Lifehacker, one of my favorite blogs of all time, had a great article earlier this week on the “hidden” dangers of cloud computing. I’ve been digesting it for a few days and thought I’d add perspective from a web host.
To me, the current frenzy over cloud computing reminds me a bit of the story of Icarus, whose haste in gaining flight pushed him to create wings of wax only to die after they melted mid flight.
Gina Trapani, a fantastic writer, was primarily talking about Cloud services as opposed to Cloud hosting, however there are parallels between the two concepts.
Gina’s article mentions privacy as a primary concern for cloud users. She quotes an Op-Ed by Jonathan Zittrain in the New York Times:
Thanks in part to the Patriot Act, the federal government has been able to demand some details of your online activities from service providers – and not to tell you about it. There have been thousands of such requests lodged since the law was passed, and the F.B.I.’s own audits have shown that there can be plenty of overreach – perhaps wholly inadvertent – in requests like these.
On the cloud service she’s right, however on the hosting side, things are a bit more complicated. Title II of the DMCA gives Online Service Providers (Including ISP’s and Web Hosts) a ‘safe harbor’ clause essentially protecting the host from having to monitor everything that is on a particular server.
Basically, a VPS server is treated like an apartment building. If the police are investigating a murder, the superintendent will neither give them the entire building to search, nor will he search for the murder weapon himself. With a warrant, the superintendent can allow the police to search a particular apartment, but he himself is not held liable for the murder that occurred on his property nor is he responsible for finding any relevant evidence.
The same idea applies to a hosting company and, say, a VPS. If the police have the proper court documents, we can give them ALL the information on a particular VPS, but we cannot and will not look inside the VPS and hunt a file for them, and we also cannot and will not give them every VPS on a server.
This is, of course, an enormous distinction to make, Gena writes:
To search your house or office (including documents stored on your computer’s hard drive), cops need to obtain a search warrant. To get to the information you’ve stored on a third-party’s web servers, they only need a subpoena, which is easier to obtain. This kind of search can also happen without your knowledge.
It is true that with an appropriate court order, authorities can gain access to a server without the user’s knownledge, they cannot however gain access without OUR knowledge. ServInt’s policy has always been that we will tell a customer everything that we can under the law.
On the cloud, there are still some serious concerns about the viability of the platform, in fact they are the same reasons why ServInt hasn’t yet implemented its own cloud solution.
Latency is still a huge problem, lack of command-line access continues to be an issue, and good luck to those who need to make changes to Apache…it might be easier to disarm an atomic bomb.
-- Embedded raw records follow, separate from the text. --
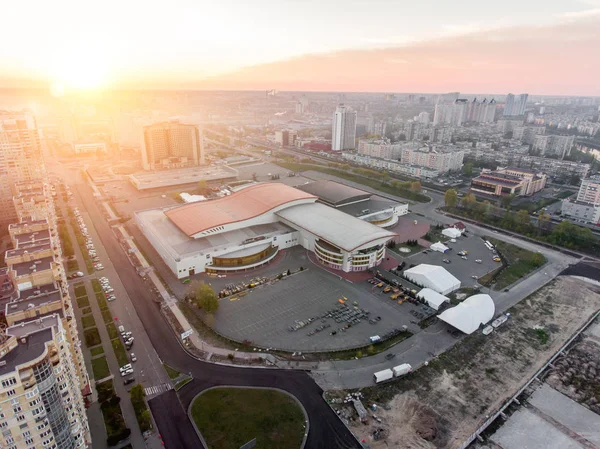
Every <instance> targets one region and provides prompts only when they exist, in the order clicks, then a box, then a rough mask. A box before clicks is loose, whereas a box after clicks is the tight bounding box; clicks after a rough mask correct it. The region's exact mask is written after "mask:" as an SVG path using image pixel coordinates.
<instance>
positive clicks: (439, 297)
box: [417, 288, 450, 310]
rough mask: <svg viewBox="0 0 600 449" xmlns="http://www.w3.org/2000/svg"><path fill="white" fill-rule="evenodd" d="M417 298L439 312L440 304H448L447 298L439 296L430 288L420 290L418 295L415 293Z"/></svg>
mask: <svg viewBox="0 0 600 449" xmlns="http://www.w3.org/2000/svg"><path fill="white" fill-rule="evenodd" d="M417 296H418V297H419V298H421V299H423V300H424V301H425V302H426V303H427V305H428V306H429V307H431V308H432V309H435V310H440V307H441V305H442V304H444V303H445V302H450V300H449V299H448V298H447V297H445V296H444V295H440V294H439V293H438V292H436V291H435V290H432V289H430V288H424V289H422V290H421V291H420V292H419V293H417Z"/></svg>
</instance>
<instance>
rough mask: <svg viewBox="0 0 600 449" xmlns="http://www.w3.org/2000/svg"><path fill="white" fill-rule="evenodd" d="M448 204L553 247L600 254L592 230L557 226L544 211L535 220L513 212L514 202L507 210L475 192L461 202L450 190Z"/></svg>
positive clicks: (463, 197) (563, 221)
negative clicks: (558, 247)
mask: <svg viewBox="0 0 600 449" xmlns="http://www.w3.org/2000/svg"><path fill="white" fill-rule="evenodd" d="M444 201H445V204H446V209H447V210H449V211H450V212H453V213H457V214H459V215H463V216H465V217H467V218H471V219H474V220H477V221H480V222H483V223H487V224H491V225H494V226H498V227H500V228H503V229H507V230H509V231H514V232H518V233H520V234H523V235H526V236H528V237H532V238H535V239H538V240H541V241H545V242H548V243H551V244H553V245H557V246H562V247H565V248H570V249H576V250H580V251H583V252H589V253H596V254H597V253H598V252H600V239H598V238H597V237H596V236H595V235H594V234H593V233H592V231H591V230H590V229H588V228H584V227H582V226H577V225H575V224H573V223H571V222H569V221H566V220H565V221H562V222H560V223H559V224H558V225H556V226H553V225H552V222H551V217H550V215H549V214H547V213H545V212H543V211H542V212H540V214H539V215H537V216H536V217H531V216H530V215H529V212H528V211H527V210H526V209H522V210H519V211H517V212H514V211H511V210H510V201H512V199H509V200H508V201H507V202H506V203H505V204H507V207H506V208H501V207H498V206H496V205H493V204H492V203H490V202H489V201H488V200H484V201H477V198H476V197H475V195H474V194H473V193H471V192H469V193H468V194H466V195H465V196H464V197H463V198H460V199H459V198H458V195H457V193H456V190H454V189H449V190H447V191H446V193H445V195H444Z"/></svg>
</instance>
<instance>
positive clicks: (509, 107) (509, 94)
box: [504, 94, 529, 117]
mask: <svg viewBox="0 0 600 449" xmlns="http://www.w3.org/2000/svg"><path fill="white" fill-rule="evenodd" d="M527 97H529V94H521V95H517V96H515V95H513V94H508V95H507V96H506V103H505V105H504V117H510V116H519V115H524V114H525V106H527Z"/></svg>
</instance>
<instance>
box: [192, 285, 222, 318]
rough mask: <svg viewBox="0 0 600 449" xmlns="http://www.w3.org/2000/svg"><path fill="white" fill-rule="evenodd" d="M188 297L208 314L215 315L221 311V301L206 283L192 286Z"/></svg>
mask: <svg viewBox="0 0 600 449" xmlns="http://www.w3.org/2000/svg"><path fill="white" fill-rule="evenodd" d="M187 297H188V298H190V299H192V301H193V302H194V303H195V304H196V306H198V307H199V308H200V309H202V310H204V311H205V312H206V313H215V312H216V311H217V310H218V309H219V300H218V298H217V295H216V294H215V291H214V290H213V289H212V287H211V286H210V285H208V284H205V283H204V282H200V281H194V282H192V283H191V284H190V287H189V289H188V294H187Z"/></svg>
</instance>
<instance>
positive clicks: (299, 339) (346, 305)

All of these are compounded by the very real security and privacy concerns in current cloud implementations, especially cloud services. That doesn’t discount the technology, nor does it imply that cloud services are bad per se, they are just fledgling.
The goal of a technology company should be to create a product that provides a solution so great, that what it lacks seems wholly irrelevant. As cloud solutions continue to represent the future of the industry, providers and customers alike must heed Icarus and be careful not to fly too close to the sun.